Il presidente Trump ha deciso di rispondere ai missili lanciati martedì notte dall'Iran su due basi irachene imponendo nuove sanzioni, ma non ha minacciato altri attacchi come quello che aveva ucciso il capo dei pasdaran Soleimani. Nonostante altri due missili siano caduti ancora ieri sera sulla Green Zone di Baghdad. 
Il presidente americano ha chiesto alla Nato di aumentare il suo impegno nella regione mediorientale, e soprattutto ha sollecitato Francia, Germania, Gran Bretagna, Russia e Cina ad abbandonare ciò che resta dell'accordo nucleare Jcpoa. Così ha aperto la porta al negoziato per una nuova intesa più ferrea sulle armi atomiche, ma allargata ad altre questioni scottanti come le aggressive ingerenze di Teheran nell'area e il suo programma missilistico. Anche la Repubblica islamica aveva segnalato la volontà di evitare una guerra aperta, se però fermerà le rappresaglie dei suoi alleati, e tornerà a trattare, è tutt'altro che scontato. 

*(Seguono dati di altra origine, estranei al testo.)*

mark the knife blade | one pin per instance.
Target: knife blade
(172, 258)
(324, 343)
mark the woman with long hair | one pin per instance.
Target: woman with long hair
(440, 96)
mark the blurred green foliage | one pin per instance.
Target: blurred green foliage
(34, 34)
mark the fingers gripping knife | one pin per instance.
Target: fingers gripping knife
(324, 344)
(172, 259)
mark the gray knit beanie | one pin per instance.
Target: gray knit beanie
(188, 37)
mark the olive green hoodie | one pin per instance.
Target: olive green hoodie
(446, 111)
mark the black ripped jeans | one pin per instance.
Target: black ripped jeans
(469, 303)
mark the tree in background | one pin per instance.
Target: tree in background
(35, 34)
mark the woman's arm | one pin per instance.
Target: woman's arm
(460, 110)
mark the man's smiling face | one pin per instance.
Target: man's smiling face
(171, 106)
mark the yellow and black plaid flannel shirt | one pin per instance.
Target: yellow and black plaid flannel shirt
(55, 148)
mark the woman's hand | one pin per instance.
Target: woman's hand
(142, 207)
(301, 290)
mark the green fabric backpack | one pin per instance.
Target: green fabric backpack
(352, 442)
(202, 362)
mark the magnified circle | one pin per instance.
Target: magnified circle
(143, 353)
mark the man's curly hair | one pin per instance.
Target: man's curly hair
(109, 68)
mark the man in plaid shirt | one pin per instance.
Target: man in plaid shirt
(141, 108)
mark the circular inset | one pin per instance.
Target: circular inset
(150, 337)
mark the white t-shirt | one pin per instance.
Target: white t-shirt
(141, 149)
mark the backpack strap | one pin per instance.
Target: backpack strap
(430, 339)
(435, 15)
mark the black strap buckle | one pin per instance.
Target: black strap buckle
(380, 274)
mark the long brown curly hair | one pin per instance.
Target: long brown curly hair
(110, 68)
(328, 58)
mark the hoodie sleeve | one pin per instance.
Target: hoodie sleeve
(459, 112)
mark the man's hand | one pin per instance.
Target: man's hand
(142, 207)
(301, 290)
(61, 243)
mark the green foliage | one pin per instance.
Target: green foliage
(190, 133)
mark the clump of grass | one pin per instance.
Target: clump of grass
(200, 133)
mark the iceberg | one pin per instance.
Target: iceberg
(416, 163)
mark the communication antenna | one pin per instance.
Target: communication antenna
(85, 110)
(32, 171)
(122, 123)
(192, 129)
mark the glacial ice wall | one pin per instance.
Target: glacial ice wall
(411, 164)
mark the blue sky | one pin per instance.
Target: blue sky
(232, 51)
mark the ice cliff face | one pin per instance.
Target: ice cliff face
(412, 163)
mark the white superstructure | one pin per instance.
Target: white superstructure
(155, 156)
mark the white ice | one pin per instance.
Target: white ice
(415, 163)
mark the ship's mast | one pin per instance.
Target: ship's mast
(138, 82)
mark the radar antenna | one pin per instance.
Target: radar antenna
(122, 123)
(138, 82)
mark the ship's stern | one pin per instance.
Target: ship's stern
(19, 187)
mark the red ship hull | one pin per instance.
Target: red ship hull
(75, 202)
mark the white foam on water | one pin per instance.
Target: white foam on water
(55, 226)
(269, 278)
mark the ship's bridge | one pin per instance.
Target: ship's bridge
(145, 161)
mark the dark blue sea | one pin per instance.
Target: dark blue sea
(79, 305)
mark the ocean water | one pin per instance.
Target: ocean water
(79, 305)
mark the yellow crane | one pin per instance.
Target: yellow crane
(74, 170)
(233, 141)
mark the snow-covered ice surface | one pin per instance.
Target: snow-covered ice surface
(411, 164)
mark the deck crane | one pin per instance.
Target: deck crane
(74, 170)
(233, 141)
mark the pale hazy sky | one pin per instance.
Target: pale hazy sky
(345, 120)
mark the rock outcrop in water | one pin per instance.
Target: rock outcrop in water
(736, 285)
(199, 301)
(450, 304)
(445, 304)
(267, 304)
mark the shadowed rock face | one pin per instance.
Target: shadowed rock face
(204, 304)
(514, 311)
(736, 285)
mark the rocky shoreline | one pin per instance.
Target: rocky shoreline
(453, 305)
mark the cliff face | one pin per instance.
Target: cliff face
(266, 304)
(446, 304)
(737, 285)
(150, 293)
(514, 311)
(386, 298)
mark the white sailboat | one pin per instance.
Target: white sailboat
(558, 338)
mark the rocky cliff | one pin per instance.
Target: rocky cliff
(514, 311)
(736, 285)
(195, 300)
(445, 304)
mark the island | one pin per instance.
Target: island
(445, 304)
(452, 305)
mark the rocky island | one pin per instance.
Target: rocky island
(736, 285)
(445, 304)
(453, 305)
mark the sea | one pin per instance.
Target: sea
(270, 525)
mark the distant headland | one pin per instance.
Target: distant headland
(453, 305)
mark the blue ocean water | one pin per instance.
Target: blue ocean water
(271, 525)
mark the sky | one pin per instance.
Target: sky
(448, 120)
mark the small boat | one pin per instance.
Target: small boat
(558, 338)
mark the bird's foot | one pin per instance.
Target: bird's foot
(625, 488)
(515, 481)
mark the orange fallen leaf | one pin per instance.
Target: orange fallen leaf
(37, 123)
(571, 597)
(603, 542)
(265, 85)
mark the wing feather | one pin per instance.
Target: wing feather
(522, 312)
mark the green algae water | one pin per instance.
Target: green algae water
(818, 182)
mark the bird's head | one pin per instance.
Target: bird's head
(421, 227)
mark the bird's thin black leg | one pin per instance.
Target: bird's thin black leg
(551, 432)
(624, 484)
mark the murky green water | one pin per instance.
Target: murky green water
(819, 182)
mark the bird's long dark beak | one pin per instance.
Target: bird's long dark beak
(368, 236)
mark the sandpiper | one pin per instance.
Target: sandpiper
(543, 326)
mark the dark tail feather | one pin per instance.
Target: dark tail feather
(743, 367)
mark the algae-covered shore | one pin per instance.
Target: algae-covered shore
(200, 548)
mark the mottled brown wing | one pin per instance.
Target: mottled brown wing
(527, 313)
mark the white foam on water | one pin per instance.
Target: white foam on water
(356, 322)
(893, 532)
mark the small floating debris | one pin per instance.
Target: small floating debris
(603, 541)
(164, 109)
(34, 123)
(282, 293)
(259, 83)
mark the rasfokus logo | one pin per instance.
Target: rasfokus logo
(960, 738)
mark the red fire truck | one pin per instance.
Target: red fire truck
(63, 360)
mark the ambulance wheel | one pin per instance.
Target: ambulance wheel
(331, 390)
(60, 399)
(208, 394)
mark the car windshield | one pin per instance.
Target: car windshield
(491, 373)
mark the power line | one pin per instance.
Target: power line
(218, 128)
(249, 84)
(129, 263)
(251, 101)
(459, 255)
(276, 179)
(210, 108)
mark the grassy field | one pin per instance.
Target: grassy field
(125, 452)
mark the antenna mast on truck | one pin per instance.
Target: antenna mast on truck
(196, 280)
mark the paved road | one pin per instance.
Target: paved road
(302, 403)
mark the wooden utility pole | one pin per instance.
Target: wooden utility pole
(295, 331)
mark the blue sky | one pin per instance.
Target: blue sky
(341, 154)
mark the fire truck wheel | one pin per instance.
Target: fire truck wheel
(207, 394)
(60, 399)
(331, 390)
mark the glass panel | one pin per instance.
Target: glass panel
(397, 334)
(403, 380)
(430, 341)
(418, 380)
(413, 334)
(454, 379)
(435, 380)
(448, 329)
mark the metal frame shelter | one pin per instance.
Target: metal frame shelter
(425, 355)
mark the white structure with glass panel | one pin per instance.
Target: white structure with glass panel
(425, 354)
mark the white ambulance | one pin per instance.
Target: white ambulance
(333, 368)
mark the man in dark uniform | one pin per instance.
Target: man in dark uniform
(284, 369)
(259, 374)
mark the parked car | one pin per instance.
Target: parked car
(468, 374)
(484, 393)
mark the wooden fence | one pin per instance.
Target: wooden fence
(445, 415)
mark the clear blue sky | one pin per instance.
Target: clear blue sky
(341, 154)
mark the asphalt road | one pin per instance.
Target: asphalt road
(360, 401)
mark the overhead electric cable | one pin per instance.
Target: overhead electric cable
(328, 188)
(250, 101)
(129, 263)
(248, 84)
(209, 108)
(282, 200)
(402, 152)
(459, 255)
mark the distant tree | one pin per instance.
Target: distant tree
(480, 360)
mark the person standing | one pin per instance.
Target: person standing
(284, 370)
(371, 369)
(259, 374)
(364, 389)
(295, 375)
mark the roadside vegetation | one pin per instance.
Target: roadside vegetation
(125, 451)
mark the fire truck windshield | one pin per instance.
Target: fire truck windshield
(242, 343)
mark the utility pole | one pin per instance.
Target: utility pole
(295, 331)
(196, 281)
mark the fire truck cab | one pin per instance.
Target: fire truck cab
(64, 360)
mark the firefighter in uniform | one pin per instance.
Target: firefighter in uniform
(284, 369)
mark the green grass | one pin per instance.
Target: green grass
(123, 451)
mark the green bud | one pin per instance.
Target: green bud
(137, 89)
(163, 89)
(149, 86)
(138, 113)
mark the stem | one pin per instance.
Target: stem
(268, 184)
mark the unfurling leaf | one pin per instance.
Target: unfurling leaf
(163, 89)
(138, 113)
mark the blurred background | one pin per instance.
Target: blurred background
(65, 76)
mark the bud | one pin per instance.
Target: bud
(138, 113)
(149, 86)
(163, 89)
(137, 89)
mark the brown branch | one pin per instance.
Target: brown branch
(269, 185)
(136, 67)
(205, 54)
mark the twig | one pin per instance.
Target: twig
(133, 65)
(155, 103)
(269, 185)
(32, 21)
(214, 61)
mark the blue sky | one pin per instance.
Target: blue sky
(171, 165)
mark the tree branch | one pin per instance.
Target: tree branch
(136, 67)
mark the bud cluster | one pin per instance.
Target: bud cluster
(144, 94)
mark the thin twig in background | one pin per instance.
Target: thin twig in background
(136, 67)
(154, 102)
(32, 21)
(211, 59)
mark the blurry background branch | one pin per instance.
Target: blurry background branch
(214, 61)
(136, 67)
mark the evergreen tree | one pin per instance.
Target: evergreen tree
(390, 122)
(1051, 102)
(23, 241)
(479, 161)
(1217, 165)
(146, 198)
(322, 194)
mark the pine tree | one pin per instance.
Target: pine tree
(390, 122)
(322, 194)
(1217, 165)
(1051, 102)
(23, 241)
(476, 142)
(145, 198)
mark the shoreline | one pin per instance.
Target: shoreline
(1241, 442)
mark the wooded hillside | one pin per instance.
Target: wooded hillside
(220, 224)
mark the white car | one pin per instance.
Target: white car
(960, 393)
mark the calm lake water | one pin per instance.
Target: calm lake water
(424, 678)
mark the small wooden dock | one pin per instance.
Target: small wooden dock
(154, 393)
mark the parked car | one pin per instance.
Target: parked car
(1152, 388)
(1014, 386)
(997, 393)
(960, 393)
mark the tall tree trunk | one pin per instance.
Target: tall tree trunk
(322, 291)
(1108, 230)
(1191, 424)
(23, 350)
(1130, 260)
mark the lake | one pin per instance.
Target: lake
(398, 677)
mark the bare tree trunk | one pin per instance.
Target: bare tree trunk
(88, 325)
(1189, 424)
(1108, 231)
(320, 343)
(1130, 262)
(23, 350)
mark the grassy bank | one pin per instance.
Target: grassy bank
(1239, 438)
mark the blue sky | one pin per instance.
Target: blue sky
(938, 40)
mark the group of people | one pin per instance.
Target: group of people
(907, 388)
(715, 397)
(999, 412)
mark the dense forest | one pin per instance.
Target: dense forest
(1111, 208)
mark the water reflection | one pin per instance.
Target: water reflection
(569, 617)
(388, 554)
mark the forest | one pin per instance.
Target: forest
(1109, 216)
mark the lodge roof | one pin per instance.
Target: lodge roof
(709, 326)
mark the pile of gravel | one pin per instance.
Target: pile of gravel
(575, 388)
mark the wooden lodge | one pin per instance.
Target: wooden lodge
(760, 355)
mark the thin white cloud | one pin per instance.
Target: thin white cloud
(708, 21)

Martedì l'Iran ha lanciato 22 missili, anche se le stime variano, contro le basi di al Asad ed Erbil che ospitano soldati americani. Prima di farlo ha avvertito gli iracheni, che hanno informato gli Usa. Il sistema di allarme dell'intelligence americana stava già controllando gli spostamenti dei missili, e quindi sono state evitate vittime. Gli ayatollah in sostanza volevano lanciare un messaggio domestico e internazionale senza però provocare un conflitto. Infatti il ministro degli Esteri Zarif ha subito detto che la rappresaglia era conclusa, e il giorno dopo il leader spirituale Khamenei l'ha definita «uno schiaffo» agli Usa. 
Così Teheran ha aperto lo spazio per fermare l'escalation, che Trump ha deciso di usare. Parlando ieri mattina ha esordito dicendo che «fino a quando sarò presidente l'Iran non avrà l'atomica». Poi ha sottolineato che i missili lanciati martedì non avevano fatto vittime o danni seri, e ha notato che la Repubblica Islamica «sembra abbassare le armi, una cosa buona per tutte le parti. Gli Usa sono pronti ad abbracciare la pace con tutti coloro che la cercano». Il capo della Casa Bianca ha annunciato nuove sanzioni e ha chiesto alla Nato una presenza maggiore nella regione, ma non ha minacciato altri attacchi, anche perché il bilancio dell'ultimo scontro è stato positivo per lui: Washington ha eliminato il principale comandante militare di Teheran, che ha risposto solo con una rappresaglia simbolica. Così ha ristabilito la deterrenza, e da questa posizione di forza ha chiesto ai paesi membri del Jcpoa di abbandonarlo, per negoziare un nuovo accordo. Questa partita dunque si chiude qui. Le incognite ora sono due: primo, se gli ayatollah fermeranno anche i loro «proxy», oppure le ritorsioni continueranno; secondo, se sono disposti ad esplorare il dialogo, come hanno fatto negli ultimi giorni usando gli intermediari svizzeri, oppure vogliono rilanciare la sfida sperando che Trump perda le elezioni di novembre.